Batı; oluşturduğu ilahlarla, ne kendisi huzur bulabiliyor, ne de dünyaya huzur veriyor. Dünyanın ağası ABD'nin korkuları; kana boğdurduğu bir “Filistin, Afganistan ve Yemen'den” daha fazladır.
Yedi ülkenin vatandaşlarına vize yasağı, verdiği vizeleri geçersiz sayma, ırk ve dinlere göre terörist listeleri hazırlama… nerede var? Kuruntulu hastaların, şizofrenlerin davranışları.
Müslümanlar ne büyük insanlarmış! Diyarlarımızda ölüm yağdığı halde; bir mazlumu, kapımıza gelen bir muhtacı razı etmenin yollarını arıyoruz. Gülümseyebiliyor; dünyanın şu köşesindeki dramlara ağlıyor, naçizane çözüm yollarını konuşabiliyoruz…
Orantısız güç ve sermayelerle mücadelede; zalimin gücü ve zulmü artıkça; mücadele aşkımız artıyor, bileniyoruz. Mü'min yüreklere maşallah!
“Eti zehir, balı zehir, yağı zehir (olmuş bir) dünyada..” lâilahe illallah! diyebilmenin verebileceği lezzete bakar mısınız? Yürekten söyleyen biri, “zindanda da bahtiyardır.” Tüm ilahları, lâilahe illallah ile yıkıyor; sayıları siliyor, sıfıra iniyor ve oradan BİR'e varıyorsunuz. Barekallah!
Ne güzel bir eylem! “Küfür bir, iman bir; hak bir, batıl bir; mazlum bir, zalim bir..” Sayıların en kolayı bir.
İşte Batı; bu BİR'den mahrum ve korkuyor! Bu yüzden “ırkları, dinleri, sermayeyi, siyaseti, hukuku” ayrıştırıyor. İnsanlığın ortak değeri, huzurun yegâne kaynağı olacak “bir cümleden” ürküyor. Bu yüzden de yakıyor, yıkıyor. İlahları adına savaşıyor, savaştırıyor. Öldürmek ve ölmek, huzursuzluğun menbaı!

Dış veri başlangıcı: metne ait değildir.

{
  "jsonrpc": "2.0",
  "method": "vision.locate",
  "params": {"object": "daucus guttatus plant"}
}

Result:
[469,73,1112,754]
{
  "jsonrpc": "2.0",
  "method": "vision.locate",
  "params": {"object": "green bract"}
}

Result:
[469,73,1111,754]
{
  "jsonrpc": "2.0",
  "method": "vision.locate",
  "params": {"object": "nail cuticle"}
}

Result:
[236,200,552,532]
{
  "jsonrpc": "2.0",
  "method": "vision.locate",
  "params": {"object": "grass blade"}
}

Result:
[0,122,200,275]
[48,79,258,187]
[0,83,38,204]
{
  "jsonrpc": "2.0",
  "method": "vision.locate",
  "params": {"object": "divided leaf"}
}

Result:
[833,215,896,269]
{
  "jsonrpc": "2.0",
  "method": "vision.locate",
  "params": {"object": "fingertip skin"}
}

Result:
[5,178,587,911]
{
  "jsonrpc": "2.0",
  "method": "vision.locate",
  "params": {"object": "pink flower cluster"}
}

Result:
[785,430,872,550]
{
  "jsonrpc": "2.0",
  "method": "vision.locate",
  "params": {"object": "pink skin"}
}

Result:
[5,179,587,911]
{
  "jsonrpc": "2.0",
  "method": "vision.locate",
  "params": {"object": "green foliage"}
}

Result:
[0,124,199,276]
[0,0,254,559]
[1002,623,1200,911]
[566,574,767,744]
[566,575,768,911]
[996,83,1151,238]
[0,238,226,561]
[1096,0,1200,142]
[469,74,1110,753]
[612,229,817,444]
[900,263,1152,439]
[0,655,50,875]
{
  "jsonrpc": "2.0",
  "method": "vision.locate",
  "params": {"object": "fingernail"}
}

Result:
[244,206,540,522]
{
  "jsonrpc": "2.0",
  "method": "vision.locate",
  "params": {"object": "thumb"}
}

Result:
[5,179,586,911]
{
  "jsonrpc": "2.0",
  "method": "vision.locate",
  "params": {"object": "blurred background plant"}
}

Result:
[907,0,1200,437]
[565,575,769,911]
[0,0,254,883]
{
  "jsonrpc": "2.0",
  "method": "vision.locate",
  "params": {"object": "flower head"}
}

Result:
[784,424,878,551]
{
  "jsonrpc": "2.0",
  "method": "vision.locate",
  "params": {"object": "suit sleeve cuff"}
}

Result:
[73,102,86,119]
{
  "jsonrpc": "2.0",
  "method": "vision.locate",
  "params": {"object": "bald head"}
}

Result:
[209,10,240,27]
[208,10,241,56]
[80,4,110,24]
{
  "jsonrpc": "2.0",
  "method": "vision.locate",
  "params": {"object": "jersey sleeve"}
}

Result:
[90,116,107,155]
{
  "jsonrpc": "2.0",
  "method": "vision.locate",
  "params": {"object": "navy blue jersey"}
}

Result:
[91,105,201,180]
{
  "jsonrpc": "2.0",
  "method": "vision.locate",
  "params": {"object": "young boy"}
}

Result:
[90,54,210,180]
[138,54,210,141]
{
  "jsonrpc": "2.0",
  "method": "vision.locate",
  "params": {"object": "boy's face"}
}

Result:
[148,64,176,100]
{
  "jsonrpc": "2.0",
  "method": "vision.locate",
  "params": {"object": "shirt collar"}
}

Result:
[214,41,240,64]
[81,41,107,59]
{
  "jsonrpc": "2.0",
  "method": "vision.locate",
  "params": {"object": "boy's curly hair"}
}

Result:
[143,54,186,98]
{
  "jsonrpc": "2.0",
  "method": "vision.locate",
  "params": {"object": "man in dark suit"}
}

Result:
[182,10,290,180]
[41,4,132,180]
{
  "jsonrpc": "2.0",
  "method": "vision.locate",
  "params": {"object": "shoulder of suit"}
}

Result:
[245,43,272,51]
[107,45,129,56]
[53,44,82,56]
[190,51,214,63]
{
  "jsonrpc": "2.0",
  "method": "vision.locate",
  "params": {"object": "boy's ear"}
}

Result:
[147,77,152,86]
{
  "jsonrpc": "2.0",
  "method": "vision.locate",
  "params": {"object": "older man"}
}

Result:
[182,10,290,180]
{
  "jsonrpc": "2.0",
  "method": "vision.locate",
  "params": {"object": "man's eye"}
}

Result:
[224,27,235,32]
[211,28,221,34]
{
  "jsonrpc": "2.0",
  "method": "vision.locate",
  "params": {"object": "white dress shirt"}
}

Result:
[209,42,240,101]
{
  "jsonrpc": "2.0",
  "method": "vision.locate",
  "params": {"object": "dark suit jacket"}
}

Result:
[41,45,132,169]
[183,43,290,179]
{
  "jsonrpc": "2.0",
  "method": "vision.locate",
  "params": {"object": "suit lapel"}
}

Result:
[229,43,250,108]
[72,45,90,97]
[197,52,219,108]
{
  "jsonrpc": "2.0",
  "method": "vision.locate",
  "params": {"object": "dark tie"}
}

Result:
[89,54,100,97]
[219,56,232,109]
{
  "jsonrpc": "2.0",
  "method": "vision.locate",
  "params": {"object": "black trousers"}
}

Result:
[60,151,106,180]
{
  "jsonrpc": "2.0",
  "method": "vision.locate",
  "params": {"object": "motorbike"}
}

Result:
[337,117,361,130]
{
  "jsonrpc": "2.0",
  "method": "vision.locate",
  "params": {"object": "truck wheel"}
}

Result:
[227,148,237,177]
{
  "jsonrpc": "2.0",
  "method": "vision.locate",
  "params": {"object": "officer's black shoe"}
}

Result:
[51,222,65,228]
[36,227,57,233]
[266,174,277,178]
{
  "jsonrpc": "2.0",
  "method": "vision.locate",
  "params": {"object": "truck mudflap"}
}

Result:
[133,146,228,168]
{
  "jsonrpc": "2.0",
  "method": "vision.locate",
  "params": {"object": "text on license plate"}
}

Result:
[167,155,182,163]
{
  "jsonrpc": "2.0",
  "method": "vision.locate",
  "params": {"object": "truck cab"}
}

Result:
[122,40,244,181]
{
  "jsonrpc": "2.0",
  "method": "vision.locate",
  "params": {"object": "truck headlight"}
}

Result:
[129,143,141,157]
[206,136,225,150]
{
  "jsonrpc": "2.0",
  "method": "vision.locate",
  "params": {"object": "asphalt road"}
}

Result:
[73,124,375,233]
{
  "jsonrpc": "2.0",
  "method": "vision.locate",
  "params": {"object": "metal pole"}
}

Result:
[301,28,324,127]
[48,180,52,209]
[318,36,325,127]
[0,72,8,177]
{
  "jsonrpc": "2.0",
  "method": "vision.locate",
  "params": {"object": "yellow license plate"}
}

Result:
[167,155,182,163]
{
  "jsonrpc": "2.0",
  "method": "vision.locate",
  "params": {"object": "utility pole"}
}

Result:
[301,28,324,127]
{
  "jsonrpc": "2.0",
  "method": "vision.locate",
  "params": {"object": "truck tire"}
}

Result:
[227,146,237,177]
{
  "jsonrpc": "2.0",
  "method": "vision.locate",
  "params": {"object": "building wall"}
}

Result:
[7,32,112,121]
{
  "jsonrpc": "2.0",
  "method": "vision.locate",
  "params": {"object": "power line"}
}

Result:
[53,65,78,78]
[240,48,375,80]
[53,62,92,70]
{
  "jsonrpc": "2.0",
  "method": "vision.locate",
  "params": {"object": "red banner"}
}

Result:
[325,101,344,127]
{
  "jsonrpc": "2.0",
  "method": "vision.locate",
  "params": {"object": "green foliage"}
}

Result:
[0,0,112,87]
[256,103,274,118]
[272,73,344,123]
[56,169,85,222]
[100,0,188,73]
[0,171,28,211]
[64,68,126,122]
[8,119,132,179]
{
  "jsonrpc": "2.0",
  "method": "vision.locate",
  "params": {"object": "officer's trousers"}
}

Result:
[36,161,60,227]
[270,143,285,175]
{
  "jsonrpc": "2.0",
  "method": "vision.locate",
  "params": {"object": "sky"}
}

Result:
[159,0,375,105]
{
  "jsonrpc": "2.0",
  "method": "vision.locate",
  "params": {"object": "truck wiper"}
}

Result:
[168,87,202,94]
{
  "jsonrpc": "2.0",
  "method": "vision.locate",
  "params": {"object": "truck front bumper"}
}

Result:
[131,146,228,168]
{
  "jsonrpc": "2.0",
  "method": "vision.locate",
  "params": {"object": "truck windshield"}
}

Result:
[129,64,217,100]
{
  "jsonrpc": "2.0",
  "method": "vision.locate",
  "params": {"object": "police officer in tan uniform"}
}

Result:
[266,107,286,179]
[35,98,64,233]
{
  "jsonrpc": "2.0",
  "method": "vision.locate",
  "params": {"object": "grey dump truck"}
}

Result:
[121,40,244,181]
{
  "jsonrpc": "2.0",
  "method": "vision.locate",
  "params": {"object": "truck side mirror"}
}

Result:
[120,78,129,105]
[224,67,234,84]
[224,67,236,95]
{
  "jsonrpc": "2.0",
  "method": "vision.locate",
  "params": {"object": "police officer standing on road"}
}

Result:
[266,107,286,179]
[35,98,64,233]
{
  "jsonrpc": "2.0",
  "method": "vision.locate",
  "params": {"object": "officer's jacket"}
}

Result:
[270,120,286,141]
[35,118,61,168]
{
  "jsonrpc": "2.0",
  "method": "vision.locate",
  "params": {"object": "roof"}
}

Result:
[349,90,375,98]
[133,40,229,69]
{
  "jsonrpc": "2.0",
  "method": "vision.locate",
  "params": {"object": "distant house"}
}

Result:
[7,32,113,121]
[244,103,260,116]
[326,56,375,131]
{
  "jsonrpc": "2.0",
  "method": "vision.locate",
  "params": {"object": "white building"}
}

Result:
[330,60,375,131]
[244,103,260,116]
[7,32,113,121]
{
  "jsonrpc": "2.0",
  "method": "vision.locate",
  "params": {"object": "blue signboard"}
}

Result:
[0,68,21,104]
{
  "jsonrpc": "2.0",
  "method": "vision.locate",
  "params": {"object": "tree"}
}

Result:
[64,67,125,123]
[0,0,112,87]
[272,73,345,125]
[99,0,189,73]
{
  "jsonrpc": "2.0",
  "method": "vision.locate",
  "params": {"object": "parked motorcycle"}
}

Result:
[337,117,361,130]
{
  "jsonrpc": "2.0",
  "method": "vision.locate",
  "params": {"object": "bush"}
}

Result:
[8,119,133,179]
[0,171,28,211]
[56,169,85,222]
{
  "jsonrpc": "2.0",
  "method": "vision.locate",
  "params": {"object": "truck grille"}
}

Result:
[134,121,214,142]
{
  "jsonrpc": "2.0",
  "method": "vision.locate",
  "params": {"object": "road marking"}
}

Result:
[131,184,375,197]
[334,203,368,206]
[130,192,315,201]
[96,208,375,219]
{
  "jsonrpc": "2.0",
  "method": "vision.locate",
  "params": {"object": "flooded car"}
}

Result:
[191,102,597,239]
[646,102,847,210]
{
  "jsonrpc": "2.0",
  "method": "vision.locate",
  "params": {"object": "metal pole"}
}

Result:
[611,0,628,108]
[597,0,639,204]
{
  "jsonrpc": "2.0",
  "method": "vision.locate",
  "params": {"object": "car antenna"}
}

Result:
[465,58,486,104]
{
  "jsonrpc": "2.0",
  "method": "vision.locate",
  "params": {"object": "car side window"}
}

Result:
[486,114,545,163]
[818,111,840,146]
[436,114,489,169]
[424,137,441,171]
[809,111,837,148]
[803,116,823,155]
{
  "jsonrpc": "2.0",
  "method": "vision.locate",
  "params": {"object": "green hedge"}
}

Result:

Hülasa; huzur hala İslam'da! Bunun adresi de değişemeyecek. Hz Adem'den Muhammed(a)'a kadar gelmiş tüm peygamberlere, “haktır” diyen sadece Müslümanlardır. İbrahim(a), Meryem ve Musa(a) gibi.
Emperyalizm Şirki, insanlığın şifası olan bu dinden korkmakta.
Gerçek ortada; Batı'da camiler yasaklanıyor, kiliseler yosunlara teslim olmakta. İslam; yüzyıllarca “cami, havra ve kiliseyi” bir arada yaşatmıştır.
Huzur İslam'da. İnsanlık bu kutlu güne hamile ve beklemekte. İslam ise barındırdığı “basiret, merhamet ve azametini” sahiplenecek Sancaktar'ın, “Giden Şanlı Akıncı'nın” intizarındadır.
Haydi! Ezan vaktidir! Kalk ey..! Dua ile!